La ministre d’État en charge des Affaires étrangères de la République démocratique du Congo, Thérèse Kayikwamba Wagner, a pris part ce mardi à la cérémonie officielle d’ouverture de la Semaine africaine organisée par UNESCO à Paris. À cette occasion, la cheffe de la diplomatie congolaise a lancé un appel en faveur d’une gouvernance concertée, durable et inclusive des ressources en eau sur le continent africain.
Dans son allocution, la ministre a insisté sur la nécessité de renforcer la coopération entre les États africains et leurs partenaires internationaux afin de garantir une gestion équitable et responsable des ressources hydriques.
Elle a souligné que les défis liés à l’eau, notamment ceux liés à la pression démographique, aux changements climatiques et aux besoins croissants en développement, exigent une réponse collective et coordonnée.
« L’eau doit être considérée comme un bien commun stratégique au service de la paix, de l’intégration régionale et du développement durable », a-t-elle déclaré devant plusieurs représentants diplomatiques et institutionnels réunis pour cette rencontre dédiée aux enjeux africains.
Au cours de son intervention, Thérèse Kayikwamba Wagner a également rappelé le rôle stratégique de la République démocratique du Congo dans l’équilibre hydrique mondial. Selon elle, le pays concentre près de 52 % des réserves en eau de surface du continent africain, principalement grâce au Bassin du Congo, considéré comme le deuxième plus grand bassin fluvial au monde après l’Amazonie.

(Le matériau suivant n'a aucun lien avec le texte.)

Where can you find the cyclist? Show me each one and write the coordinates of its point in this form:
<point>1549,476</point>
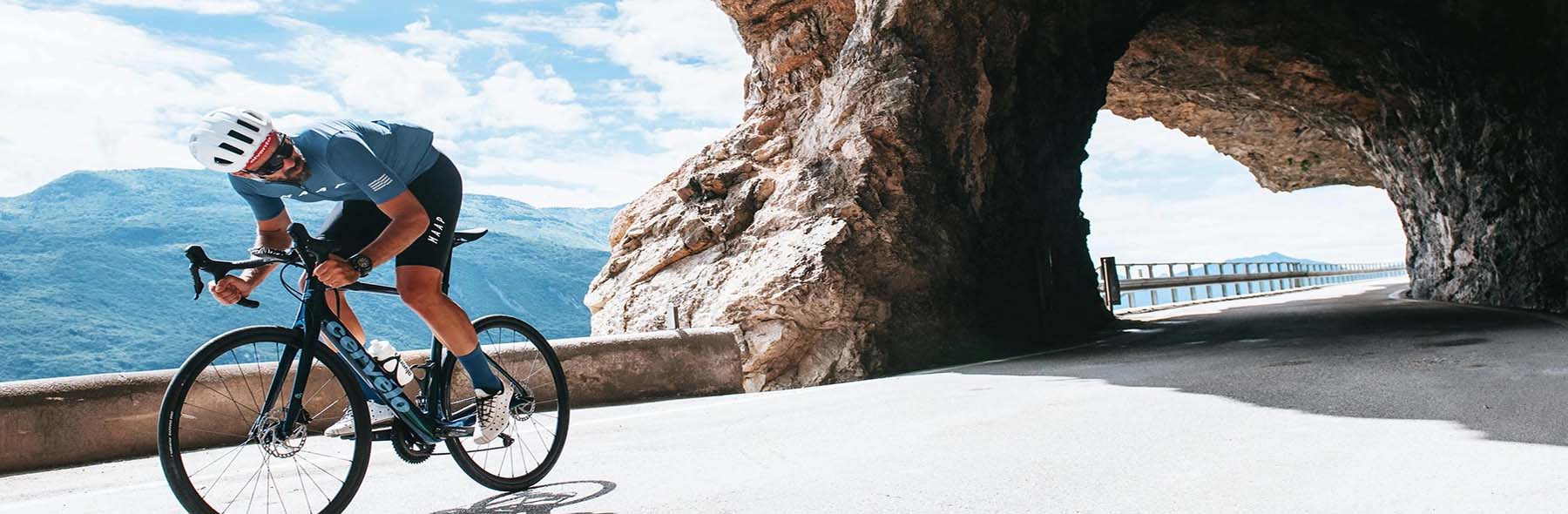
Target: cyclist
<point>397,196</point>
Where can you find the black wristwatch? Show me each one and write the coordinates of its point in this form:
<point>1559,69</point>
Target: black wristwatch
<point>361,264</point>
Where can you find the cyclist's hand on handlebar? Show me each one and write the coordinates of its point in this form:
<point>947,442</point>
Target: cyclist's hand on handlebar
<point>229,288</point>
<point>336,272</point>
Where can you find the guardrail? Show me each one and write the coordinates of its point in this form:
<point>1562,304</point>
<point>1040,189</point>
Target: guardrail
<point>1230,278</point>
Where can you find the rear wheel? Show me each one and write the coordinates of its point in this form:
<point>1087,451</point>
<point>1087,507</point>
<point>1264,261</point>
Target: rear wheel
<point>217,461</point>
<point>540,406</point>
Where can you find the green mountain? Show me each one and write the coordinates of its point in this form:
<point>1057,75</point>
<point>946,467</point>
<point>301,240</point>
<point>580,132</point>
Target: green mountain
<point>93,276</point>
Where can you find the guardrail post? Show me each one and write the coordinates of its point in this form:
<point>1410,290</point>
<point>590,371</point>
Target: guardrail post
<point>1111,282</point>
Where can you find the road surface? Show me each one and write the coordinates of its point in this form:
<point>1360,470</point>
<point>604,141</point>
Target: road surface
<point>1335,400</point>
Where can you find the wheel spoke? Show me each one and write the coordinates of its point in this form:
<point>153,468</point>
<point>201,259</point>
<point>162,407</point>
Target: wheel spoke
<point>204,422</point>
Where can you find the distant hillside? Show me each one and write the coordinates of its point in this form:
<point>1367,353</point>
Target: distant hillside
<point>1277,257</point>
<point>94,278</point>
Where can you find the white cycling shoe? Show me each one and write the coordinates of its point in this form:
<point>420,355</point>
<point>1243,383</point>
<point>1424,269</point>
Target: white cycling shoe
<point>494,412</point>
<point>380,416</point>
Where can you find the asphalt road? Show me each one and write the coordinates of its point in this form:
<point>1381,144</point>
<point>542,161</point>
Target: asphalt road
<point>1336,400</point>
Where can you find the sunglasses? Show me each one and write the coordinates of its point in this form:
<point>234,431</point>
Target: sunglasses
<point>276,162</point>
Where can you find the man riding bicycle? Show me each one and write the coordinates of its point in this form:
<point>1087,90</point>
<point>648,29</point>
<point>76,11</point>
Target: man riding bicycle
<point>397,196</point>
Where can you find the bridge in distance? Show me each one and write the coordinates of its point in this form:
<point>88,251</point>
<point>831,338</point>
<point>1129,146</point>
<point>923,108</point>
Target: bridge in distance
<point>1336,400</point>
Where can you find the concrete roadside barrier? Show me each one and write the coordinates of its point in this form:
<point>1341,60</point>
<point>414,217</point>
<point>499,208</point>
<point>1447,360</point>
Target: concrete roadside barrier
<point>101,417</point>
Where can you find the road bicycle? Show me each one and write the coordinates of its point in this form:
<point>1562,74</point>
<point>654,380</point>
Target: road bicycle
<point>242,422</point>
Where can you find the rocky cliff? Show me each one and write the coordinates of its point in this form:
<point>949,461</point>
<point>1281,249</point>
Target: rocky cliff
<point>905,186</point>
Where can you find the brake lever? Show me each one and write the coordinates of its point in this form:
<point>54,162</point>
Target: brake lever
<point>199,262</point>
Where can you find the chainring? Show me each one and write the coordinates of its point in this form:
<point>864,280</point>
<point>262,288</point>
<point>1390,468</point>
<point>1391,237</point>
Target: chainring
<point>408,447</point>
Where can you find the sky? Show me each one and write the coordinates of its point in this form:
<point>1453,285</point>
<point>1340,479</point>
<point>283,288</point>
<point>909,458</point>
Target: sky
<point>557,104</point>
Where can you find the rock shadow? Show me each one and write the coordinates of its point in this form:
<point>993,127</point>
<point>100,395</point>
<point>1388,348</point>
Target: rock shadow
<point>540,498</point>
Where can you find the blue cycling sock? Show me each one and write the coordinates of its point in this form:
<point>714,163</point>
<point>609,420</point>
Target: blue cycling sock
<point>478,372</point>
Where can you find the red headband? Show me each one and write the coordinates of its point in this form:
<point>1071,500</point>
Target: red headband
<point>270,141</point>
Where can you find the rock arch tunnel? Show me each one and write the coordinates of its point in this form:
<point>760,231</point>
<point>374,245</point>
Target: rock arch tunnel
<point>903,188</point>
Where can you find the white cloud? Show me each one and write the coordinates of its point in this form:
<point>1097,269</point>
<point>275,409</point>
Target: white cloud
<point>421,85</point>
<point>227,7</point>
<point>107,96</point>
<point>438,44</point>
<point>199,7</point>
<point>687,49</point>
<point>582,170</point>
<point>1154,194</point>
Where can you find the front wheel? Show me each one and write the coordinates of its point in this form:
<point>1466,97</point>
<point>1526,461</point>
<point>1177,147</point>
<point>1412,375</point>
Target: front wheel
<point>221,453</point>
<point>540,406</point>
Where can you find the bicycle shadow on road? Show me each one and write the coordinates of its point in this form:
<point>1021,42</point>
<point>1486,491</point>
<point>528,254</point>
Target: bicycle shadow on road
<point>538,500</point>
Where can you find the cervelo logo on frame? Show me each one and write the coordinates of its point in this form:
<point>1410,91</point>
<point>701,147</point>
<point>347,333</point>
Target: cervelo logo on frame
<point>386,388</point>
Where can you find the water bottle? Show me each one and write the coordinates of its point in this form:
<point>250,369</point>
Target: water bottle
<point>389,362</point>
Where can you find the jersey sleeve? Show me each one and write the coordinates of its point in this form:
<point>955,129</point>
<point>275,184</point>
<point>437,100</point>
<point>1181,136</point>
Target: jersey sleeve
<point>352,159</point>
<point>264,207</point>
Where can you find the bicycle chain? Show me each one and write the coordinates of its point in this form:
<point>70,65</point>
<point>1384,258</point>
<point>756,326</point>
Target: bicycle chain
<point>407,449</point>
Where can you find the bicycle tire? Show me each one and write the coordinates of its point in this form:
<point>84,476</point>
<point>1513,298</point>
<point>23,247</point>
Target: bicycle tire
<point>206,367</point>
<point>458,390</point>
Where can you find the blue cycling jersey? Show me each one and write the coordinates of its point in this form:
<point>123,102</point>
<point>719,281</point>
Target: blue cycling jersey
<point>350,160</point>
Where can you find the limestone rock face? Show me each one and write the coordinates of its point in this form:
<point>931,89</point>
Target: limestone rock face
<point>1448,105</point>
<point>903,188</point>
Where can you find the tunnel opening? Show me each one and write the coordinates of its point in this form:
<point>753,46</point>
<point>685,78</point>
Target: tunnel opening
<point>1164,204</point>
<point>905,188</point>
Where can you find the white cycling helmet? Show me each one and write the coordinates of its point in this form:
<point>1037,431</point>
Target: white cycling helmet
<point>227,139</point>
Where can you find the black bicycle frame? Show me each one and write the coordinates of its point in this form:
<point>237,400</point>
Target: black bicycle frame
<point>315,320</point>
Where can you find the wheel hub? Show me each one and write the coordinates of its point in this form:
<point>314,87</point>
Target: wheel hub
<point>281,443</point>
<point>523,406</point>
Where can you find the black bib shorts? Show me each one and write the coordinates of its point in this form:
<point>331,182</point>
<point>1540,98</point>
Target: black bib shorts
<point>353,225</point>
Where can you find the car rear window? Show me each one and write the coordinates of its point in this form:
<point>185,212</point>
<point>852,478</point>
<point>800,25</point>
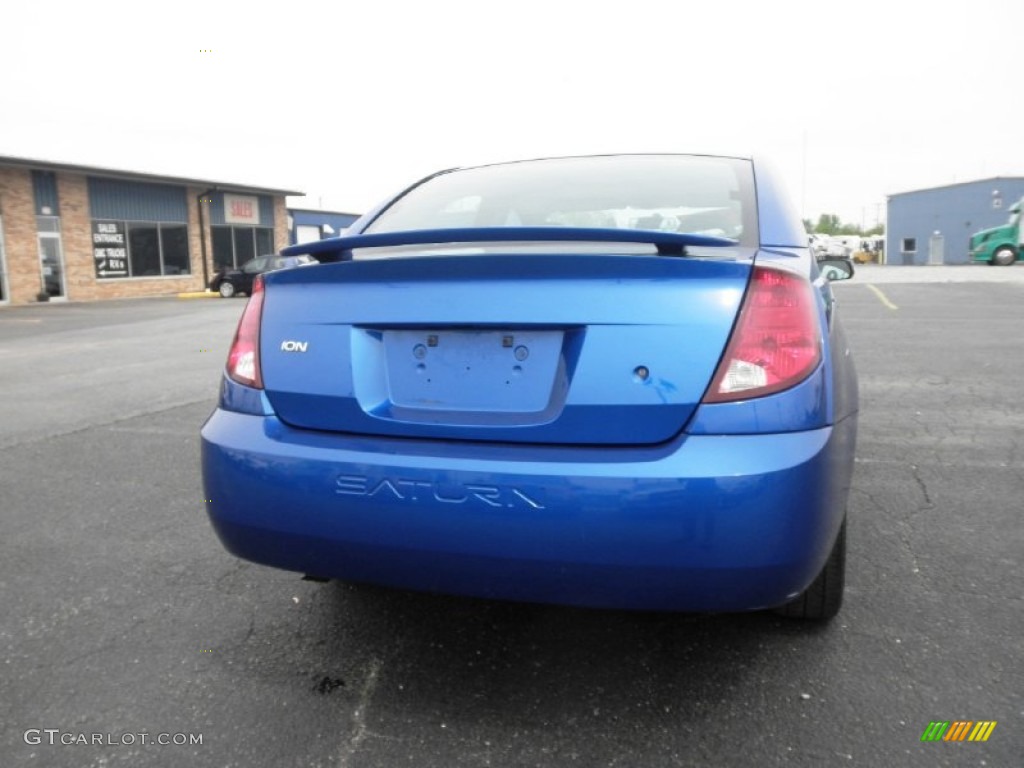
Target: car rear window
<point>679,194</point>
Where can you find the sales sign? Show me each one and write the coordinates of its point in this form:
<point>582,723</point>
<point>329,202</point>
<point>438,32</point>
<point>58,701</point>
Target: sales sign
<point>241,209</point>
<point>110,249</point>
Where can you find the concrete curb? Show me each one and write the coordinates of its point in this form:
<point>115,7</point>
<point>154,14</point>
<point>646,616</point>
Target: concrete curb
<point>199,295</point>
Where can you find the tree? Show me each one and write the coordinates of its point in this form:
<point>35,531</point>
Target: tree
<point>828,223</point>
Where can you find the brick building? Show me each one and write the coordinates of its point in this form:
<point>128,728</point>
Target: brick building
<point>70,231</point>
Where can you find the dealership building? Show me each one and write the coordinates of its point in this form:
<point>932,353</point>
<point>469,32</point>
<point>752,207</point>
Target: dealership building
<point>81,232</point>
<point>934,225</point>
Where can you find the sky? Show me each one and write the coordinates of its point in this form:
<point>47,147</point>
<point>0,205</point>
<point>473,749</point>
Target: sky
<point>351,101</point>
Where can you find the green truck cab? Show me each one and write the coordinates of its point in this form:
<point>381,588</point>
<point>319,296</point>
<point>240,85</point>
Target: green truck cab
<point>1000,245</point>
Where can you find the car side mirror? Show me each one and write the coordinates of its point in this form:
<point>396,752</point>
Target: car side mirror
<point>834,269</point>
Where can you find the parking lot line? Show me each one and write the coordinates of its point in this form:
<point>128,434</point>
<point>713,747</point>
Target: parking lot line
<point>882,297</point>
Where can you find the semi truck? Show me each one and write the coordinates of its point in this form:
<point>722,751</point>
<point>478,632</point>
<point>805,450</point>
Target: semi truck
<point>1000,245</point>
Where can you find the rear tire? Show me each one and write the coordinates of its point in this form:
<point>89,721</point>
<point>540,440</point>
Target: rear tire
<point>823,598</point>
<point>1004,256</point>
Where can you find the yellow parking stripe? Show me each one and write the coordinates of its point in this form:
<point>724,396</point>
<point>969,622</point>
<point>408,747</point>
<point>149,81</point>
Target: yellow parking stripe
<point>882,297</point>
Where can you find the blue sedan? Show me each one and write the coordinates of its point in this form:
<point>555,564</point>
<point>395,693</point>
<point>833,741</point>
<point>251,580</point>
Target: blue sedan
<point>614,381</point>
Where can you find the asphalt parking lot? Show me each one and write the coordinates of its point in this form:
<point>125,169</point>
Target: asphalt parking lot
<point>123,615</point>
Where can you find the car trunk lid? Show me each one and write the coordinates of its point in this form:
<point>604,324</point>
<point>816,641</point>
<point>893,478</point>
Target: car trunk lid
<point>579,348</point>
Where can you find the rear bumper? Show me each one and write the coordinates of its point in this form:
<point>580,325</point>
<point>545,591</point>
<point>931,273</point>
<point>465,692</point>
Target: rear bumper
<point>726,523</point>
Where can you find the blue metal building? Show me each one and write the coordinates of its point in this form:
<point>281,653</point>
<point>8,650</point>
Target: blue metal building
<point>305,225</point>
<point>934,226</point>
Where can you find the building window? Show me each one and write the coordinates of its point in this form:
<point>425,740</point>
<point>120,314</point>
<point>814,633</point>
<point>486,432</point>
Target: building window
<point>233,246</point>
<point>140,249</point>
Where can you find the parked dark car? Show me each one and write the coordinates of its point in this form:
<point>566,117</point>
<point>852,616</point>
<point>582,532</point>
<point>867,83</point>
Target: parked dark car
<point>612,381</point>
<point>230,282</point>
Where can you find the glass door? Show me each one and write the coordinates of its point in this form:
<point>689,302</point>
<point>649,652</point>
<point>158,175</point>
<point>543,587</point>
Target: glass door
<point>51,265</point>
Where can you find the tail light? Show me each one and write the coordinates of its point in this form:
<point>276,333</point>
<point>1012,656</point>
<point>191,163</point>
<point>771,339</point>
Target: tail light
<point>243,360</point>
<point>776,342</point>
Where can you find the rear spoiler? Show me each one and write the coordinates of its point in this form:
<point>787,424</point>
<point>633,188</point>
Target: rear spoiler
<point>668,244</point>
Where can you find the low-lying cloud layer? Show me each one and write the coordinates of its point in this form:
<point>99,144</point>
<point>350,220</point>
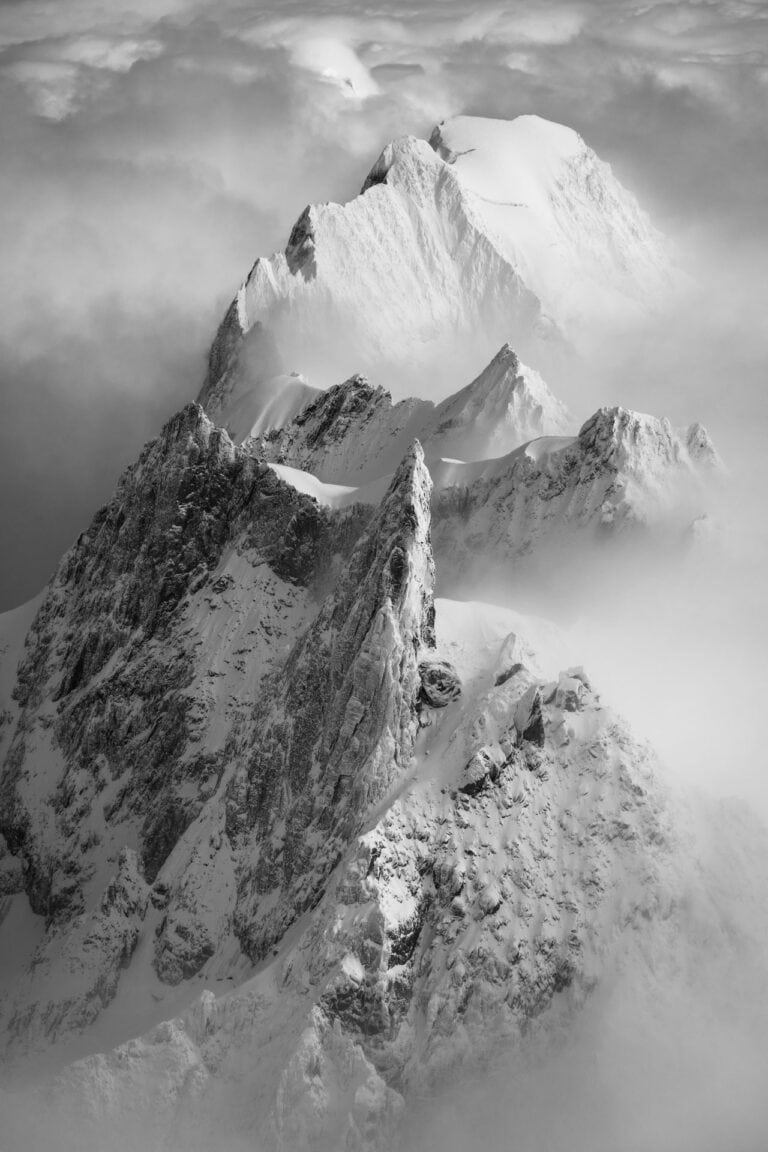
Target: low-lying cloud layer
<point>150,154</point>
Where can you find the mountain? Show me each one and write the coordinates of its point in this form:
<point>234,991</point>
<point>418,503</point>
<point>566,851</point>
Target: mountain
<point>495,230</point>
<point>352,433</point>
<point>289,847</point>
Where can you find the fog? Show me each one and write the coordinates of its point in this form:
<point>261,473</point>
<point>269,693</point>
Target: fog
<point>149,157</point>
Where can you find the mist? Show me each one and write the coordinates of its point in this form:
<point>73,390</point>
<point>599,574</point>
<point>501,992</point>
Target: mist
<point>149,158</point>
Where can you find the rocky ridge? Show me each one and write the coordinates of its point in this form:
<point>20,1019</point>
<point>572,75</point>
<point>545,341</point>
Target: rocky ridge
<point>286,844</point>
<point>493,232</point>
<point>352,433</point>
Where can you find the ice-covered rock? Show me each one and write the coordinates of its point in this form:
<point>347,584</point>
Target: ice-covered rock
<point>354,433</point>
<point>499,230</point>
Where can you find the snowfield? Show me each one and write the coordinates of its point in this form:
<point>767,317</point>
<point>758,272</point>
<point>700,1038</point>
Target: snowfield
<point>304,844</point>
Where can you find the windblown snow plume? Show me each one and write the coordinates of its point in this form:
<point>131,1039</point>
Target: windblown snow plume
<point>303,844</point>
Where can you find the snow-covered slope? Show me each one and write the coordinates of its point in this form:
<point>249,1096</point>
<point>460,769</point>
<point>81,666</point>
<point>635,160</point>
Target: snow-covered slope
<point>624,474</point>
<point>579,240</point>
<point>501,230</point>
<point>531,854</point>
<point>352,433</point>
<point>286,844</point>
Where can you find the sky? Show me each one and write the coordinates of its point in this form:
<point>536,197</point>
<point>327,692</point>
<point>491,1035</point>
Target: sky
<point>150,152</point>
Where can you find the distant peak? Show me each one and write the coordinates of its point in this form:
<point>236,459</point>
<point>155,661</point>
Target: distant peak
<point>529,135</point>
<point>405,151</point>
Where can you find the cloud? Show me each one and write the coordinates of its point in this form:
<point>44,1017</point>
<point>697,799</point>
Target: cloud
<point>150,154</point>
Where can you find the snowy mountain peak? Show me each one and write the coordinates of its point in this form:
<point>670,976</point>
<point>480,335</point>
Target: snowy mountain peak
<point>579,239</point>
<point>405,161</point>
<point>352,433</point>
<point>500,230</point>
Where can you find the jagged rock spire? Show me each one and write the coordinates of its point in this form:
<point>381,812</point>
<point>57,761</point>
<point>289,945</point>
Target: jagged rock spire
<point>339,724</point>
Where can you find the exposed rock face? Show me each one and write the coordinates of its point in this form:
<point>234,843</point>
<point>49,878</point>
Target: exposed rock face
<point>622,474</point>
<point>144,657</point>
<point>352,433</point>
<point>336,727</point>
<point>480,907</point>
<point>440,683</point>
<point>404,271</point>
<point>494,230</point>
<point>244,750</point>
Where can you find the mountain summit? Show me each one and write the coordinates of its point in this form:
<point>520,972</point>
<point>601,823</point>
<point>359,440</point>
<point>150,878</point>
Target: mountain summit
<point>494,230</point>
<point>289,841</point>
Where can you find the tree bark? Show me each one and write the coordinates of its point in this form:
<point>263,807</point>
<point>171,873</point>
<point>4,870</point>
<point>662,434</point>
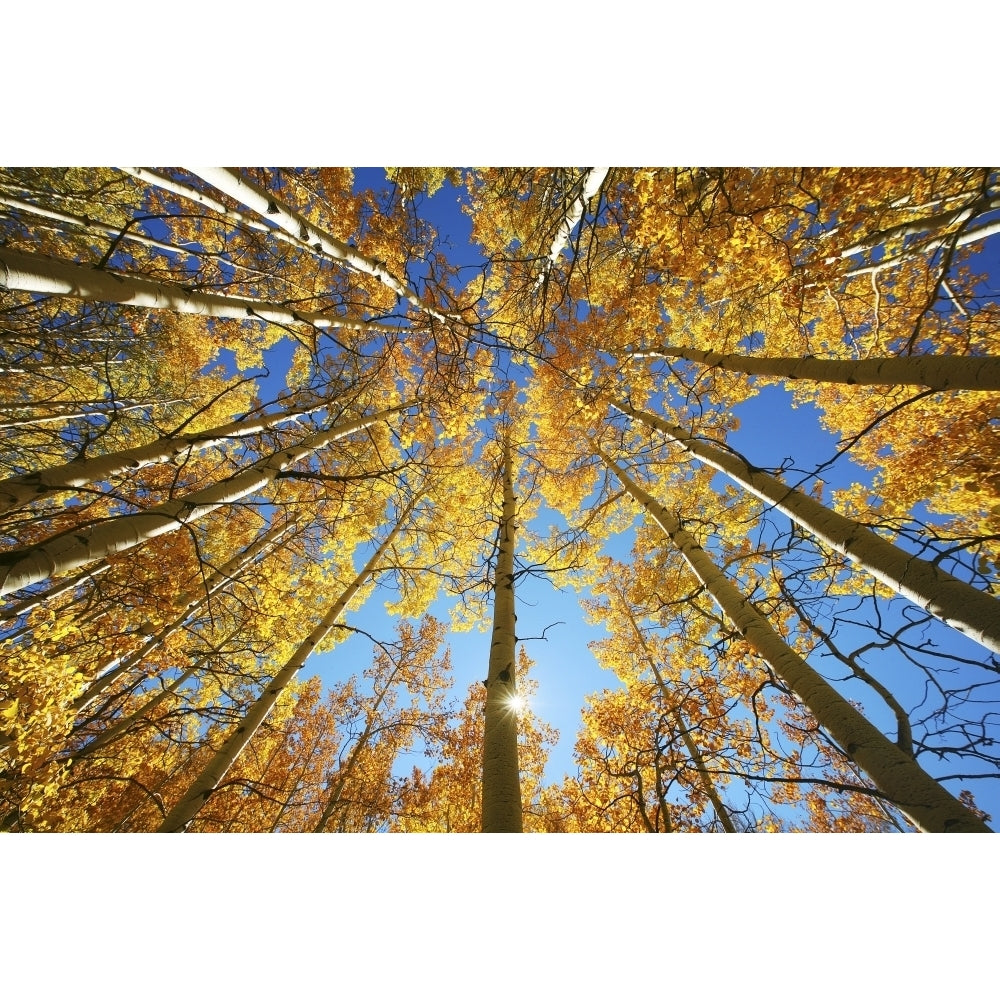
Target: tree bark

Cette prise de position met en lumière les enjeux environnementaux majeurs liés à la préservation des ressources naturelles dans le Bassin du Congo, un écosystème essentiel pour la biodiversité mondiale et la régulation climatique.
Elle souligne également la responsabilité partagée des États africains dans la protection de cet espace stratégique.
À travers cette intervention, la RDC entend réaffirmer son statut de « pays-solution » dans les initiatives internationales relatives à la gestion durable de l’eau et à la préservation de l’environnement.
Kinshasa ambitionne ainsi de jouer un rôle central dans les efforts visant à faire des ressources hydriques un levier de coopération régionale et de stabilité sur le continent africain.